A chart is the moment data becomes insight. When you understand the numbers behind a picture, you're doing exactly the kind of analysis that powers everything from sports stats to the recommendation systems you use every day.
Quick quiz
Test yourself and earn XP
What is the usual import line for plotting?
The standard, widely used convention is import matplotlib.pyplot as plt.
Which function draws a bar chart?
plt.bar() takes the category labels and their values and draws the bars.
What does plt.show() do?
plt.show() opens a window showing the figure you have built.
How do you save a chart as an image file?
plt.savefig("chart.png") writes the current figure to a PNG (or other) image file.
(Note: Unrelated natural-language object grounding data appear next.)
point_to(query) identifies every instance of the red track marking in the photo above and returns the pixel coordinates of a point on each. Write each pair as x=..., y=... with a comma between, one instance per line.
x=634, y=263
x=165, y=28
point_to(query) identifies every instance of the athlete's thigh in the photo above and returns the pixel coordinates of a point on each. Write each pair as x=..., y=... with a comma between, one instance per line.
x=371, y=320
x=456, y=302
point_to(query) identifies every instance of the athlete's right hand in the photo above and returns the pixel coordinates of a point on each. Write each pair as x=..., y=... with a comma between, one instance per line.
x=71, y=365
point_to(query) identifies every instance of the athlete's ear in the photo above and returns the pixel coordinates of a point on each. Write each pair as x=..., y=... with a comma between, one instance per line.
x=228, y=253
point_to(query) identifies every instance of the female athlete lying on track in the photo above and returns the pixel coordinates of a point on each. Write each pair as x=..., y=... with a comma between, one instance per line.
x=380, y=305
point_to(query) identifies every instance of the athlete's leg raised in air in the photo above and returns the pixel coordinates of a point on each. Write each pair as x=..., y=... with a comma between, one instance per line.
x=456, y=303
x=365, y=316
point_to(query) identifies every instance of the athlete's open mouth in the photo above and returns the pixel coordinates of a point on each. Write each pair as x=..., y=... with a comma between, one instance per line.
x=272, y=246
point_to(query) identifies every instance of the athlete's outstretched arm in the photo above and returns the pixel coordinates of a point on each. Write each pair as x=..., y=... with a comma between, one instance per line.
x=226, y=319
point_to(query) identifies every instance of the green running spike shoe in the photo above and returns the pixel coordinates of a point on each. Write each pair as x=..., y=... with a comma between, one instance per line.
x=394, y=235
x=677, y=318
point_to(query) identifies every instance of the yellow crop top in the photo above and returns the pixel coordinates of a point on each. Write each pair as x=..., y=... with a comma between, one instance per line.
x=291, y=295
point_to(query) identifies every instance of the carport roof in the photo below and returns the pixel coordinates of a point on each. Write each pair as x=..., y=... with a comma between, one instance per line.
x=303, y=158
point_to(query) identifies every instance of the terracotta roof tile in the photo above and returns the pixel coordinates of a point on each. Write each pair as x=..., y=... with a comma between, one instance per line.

Why add plt.xlabel and plt.ylabel?
Labels explain what each axis represents, so the chart can actually be understood.
FAQ
Python ships with a large standard library, but matplotlib is a separate, third-party package, so you install it once with pip install matplotlib. After that you can import it in any program. If you use an environment like Anaconda or Google Colab, matplotlib is usually already there.
Most often you forgot plt.show(), which is what actually opens the window. In some setups (like a plain server, or certain online notebooks) no window can pop up; there, save the chart with plt.savefig("chart.png") and open the image file instead. In Jupyter or Colab the chart appears inline automatically.